Quantitative metabolomics analysis revealed that rds retinas treated with LV-CNTF, but not the control LV-IG virus, elevated cellular contents for the majority of amino acids to above the wild type levels (Fig. 5f and Supplementary Fig. 3). Similarly, multiple fatty acid biosynthetic intermediates that showed reduced levels in the rds retina were also elevated by CNTF treatment (Fig. 5g and Supplementary Fig. 2). The results of metabolomics analysis, therefore, indicated that CNTF signaling asserted a strong influence on retinal metabolism by promoting glycolysis, increasing energy supply, and enhancing anabolism in the rds mutant retina.
CNTF signaling impacts the expression of metabolic genes and enzymatic activities
To evaluate whether CNTF signaling influenced metabolism at the transcription level, we performed high throughput RNA-sequencing and analyzed the retinal transcriptome of the rds mutant retinas treated with either the control LV-IG or LV-CNTF from P25 to P3544. Compared to the wild type, LV-CNTF treatment led to increased expression of most glycolytic pathway transcripts, whereas LV-IG injection induced moderate gene expression elevation (Fig. 6a and Source Data for Fig. 6). CNTF treatment also elevated expression of many genes encoding the TCA cycle enzymes (Fig. 6b). Some of the genes involved in mitochondria stress and turnover, such as Pink171, was elevated in the rds mutant (Fig. 6c). CNTF treatment suppressed the expression of Pink1 in the rds mutant, and elevated expression of key mitochondrial transcription factor Tfam72, suggesting that CNTF signaling influenced mitochondrial dynamics. Transcriptome analysis also revealed that most nuclear-encoded respiratory complex genes were up-regulated after CNTF treatment; however, several components for complex I, complex IV, and ATP synthase were downregulated compared to LV-IG treated rds retinas (Fig. 6d).

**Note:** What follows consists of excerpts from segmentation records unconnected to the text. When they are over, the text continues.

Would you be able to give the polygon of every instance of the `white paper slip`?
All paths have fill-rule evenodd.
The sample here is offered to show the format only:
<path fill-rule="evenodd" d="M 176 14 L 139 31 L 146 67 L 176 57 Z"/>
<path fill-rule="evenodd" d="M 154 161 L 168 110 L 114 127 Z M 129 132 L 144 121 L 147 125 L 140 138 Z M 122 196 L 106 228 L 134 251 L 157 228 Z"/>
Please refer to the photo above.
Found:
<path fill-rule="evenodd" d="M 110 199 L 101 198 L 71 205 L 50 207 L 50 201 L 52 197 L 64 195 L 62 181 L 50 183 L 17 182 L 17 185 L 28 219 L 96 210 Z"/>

Next, we performed Western blot analysis to examine the Jak-STAT signaling and the status of enzymes in the glycolytic pathway. As expected, CNTF treatment resulted in increased phosphorylation of STAT3 at Y705 as well as elevated total STAT3 protein (Fig. 6e and Source Data for Fig. 6). Consistent with the observed CNTF-induced elevation of LDHa mRNA (Fig. 6a), the active form of LDHa with Y10 phosphorylation were increased to near two-fold of LV-IG treated rds retinas. These data thus further validated that CNTF signaling enhanced glycolysis in rds retinas.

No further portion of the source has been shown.